5.3 The $k$ -RF for Multiset-Labeled Rooted Trees

Let $k\geqslant 0$ be an integer. We use Eqn. (10), Eqn. (11), and Eqn. (12) to define $k$ -RF for multiset-labeled rooted trees by replacing $L()$ with $L_{m}()$ in Eqn. (10) and replacing $\triangle$ with $\triangle_{m}$ in Eqn. (12).

Proposition 5.3.

Let $k\geqslant 0$ be an integer. The $k$ -RF satisfies the non-negativity, symmetry, and triangle inequality conditions. Hence, $k$ -RF is a pseudometric for each $k$ in the space of multiset-labeled (rooted) trees.

Proof 5.4.

The non-negativity and symmetry conditions follow from the definition of the $k$ -RF. The triangle inequality condition is proved as follows.
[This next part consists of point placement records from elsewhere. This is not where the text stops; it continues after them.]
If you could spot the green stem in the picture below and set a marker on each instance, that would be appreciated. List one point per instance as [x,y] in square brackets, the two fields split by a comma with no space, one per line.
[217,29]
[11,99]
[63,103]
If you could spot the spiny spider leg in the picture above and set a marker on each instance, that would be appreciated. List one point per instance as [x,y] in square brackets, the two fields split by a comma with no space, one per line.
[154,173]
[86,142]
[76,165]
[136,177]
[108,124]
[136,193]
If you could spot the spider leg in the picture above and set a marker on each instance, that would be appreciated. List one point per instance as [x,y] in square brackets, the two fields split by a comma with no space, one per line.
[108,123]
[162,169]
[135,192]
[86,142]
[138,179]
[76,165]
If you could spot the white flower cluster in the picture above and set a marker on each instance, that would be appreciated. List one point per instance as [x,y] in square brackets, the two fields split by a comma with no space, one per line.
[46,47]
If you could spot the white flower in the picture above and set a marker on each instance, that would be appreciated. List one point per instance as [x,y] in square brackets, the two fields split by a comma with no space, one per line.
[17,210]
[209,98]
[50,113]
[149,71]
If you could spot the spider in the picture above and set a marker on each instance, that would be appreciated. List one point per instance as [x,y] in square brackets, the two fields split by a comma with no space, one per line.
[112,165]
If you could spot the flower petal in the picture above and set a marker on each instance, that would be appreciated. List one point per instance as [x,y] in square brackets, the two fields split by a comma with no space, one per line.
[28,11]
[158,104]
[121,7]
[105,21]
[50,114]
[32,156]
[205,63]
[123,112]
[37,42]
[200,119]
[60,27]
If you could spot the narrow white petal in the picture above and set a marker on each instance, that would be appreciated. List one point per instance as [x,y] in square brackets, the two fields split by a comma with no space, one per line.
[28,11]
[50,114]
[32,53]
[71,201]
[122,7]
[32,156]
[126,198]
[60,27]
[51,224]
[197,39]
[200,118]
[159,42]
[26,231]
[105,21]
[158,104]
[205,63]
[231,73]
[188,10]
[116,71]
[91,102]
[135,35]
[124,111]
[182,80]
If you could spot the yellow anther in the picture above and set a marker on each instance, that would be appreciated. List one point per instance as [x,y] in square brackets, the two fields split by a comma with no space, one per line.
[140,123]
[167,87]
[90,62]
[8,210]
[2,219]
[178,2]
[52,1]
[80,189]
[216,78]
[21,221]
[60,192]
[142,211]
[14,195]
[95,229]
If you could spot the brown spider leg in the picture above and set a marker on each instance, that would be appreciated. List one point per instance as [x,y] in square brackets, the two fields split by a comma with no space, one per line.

Let $T_{1}$ , $T_{2}$ , and $T_{3}$ be three multiset-labeled trees. We need to show:

\displaystyle d_{\tiny k\mbox{\rm-RF}}(T_{1},T_{2})\leqslant d_{\tiny k\mbox{\rm-RF}}(T_{1},T_{3})+d_{\tiny k\mbox{\rm-RF}}(T_{3},T_{2}).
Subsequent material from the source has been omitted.